AI Infrastructure Cycle
The current phase of technology investment characterised by the construction of the physical, software, and connectivity infrastructure required to train, run, and deploy large artificial intelligence models at commercial scale. The AI infrastructure cycle in 2025–2026 encompasses four layers, each confirmed by specific earnings this week. The semiconductor layer: Nvidia’s $81.6 billion Q1 2026 revenue, up 85% year-over-year, confirming that GPU demand for AI training and inference has not plateaued.
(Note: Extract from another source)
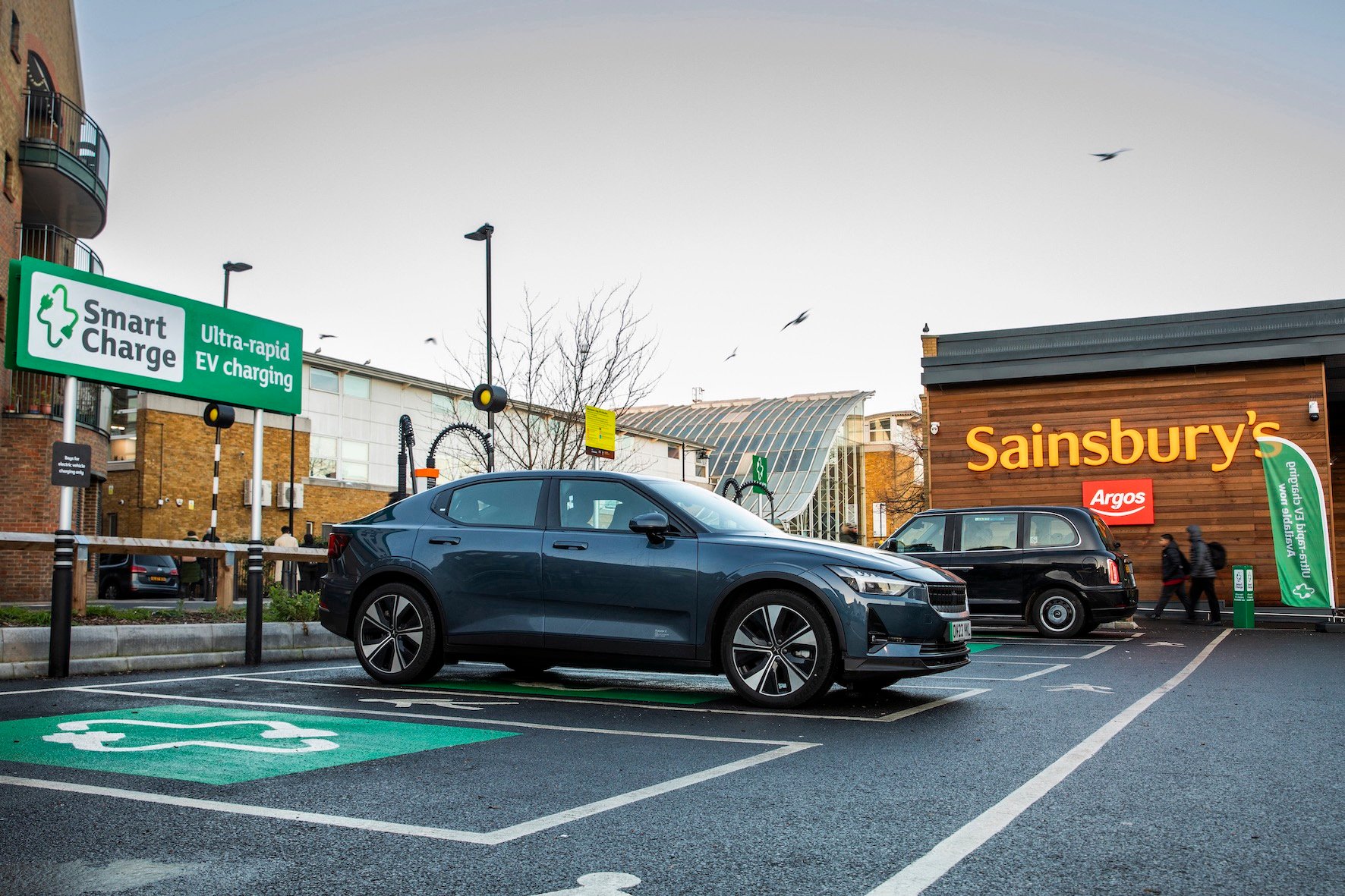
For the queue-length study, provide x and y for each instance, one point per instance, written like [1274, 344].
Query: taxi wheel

The connectivity layer: SpaceX Starlink’s $3.257 billion Q1 2026 revenue, representing the satellite internet infrastructure that delivers AI capabilities to the edge. The enterprise software layer: Workday’s beat-and-raise on margins, Salesforce’s Q1 performance, confirming that enterprise spending on AI-enabled software continues. The data infrastructure layer: Snowflake and Marvell Technology reporting May 27, which will either confirm or challenge the cycle’s extension into data management and networking silicon. The distinction from the 1999 dot-com cycle is primarily one of revenue: the leading AI infrastructure companies have confirmed, growing, high-margin revenue that the pre-revenue dot-com era lacked. The risk is one of multiple: SpaceX at $1.75 trillion values the company at approximately 94 times annualised Q1 2026 revenue, which prices a decade of 50%+ annual revenue growth into the IPO. Even companies with real revenue can be priced wrong. The AI infrastructure cycle has real foundations. The question entering May 27’s earnings is whether those foundations extend beyond the semiconductor layer into every layer above it.